Während die Sowjetunion Mittelstrecken­raketen auf Kuba stationierte und die Presse wieder einmal debattierte, ob es angesichts des bevorstehenden Atomkrieges noch Sinn machte, das Zeitungsabo zu verlängern, frühstückte Audrey Hepburn nach den Anweisungen von Truman Capote bei Tiffany und Sean Connery observierte als Agent 007 eine junge Schweizerin aus Ostermundigen, die in einem weissen Bikini aus dem Wasser stieg: Ursula Andress, das erste Bondgirl.

Mehr Zuschauer hatte der Strassenfeger der 60er-Jahre, der sechsteilige TV-Krimi «Das Halstuch» von Francis Durbridge. Die Einschaltquote betrug 89 Prozent. Wer keinen Fernseher hatte, erhielt für eine Stunde Asyl beim Nachbarn. Ein ganzes Land fragte sich: Wer ist der Mörder? Die Mutter des TV-Schurken verriet es während der Maniküre der Mutter des Kabarettisten Neuss … «Vaterlandsverrat», konstatierte Bild.

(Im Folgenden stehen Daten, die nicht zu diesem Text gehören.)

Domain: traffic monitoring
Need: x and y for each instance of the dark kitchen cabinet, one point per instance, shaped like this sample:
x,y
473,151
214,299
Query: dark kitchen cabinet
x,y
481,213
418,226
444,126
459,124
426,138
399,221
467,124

Nachdem Kennedy Fidel Castro mit einem atomaren Gegenschlag gedroht hatte für den Fall, dass die Sowjetunion auch nur eine einzige Rakete von Kuba aus abfeuert, richteten die beiden Grossmächte eine Hotline ein und sandten den Satz: «The quick brown fox jumps over the lazy dog.» («Der schnelle braune Fuchs springt über den faulen Hund.»). Da dieser Satz alle Buchstaben des Alphabets beinhaltet, konnte die Zuverlässigkeit der ­Übermittlung geprüft werden.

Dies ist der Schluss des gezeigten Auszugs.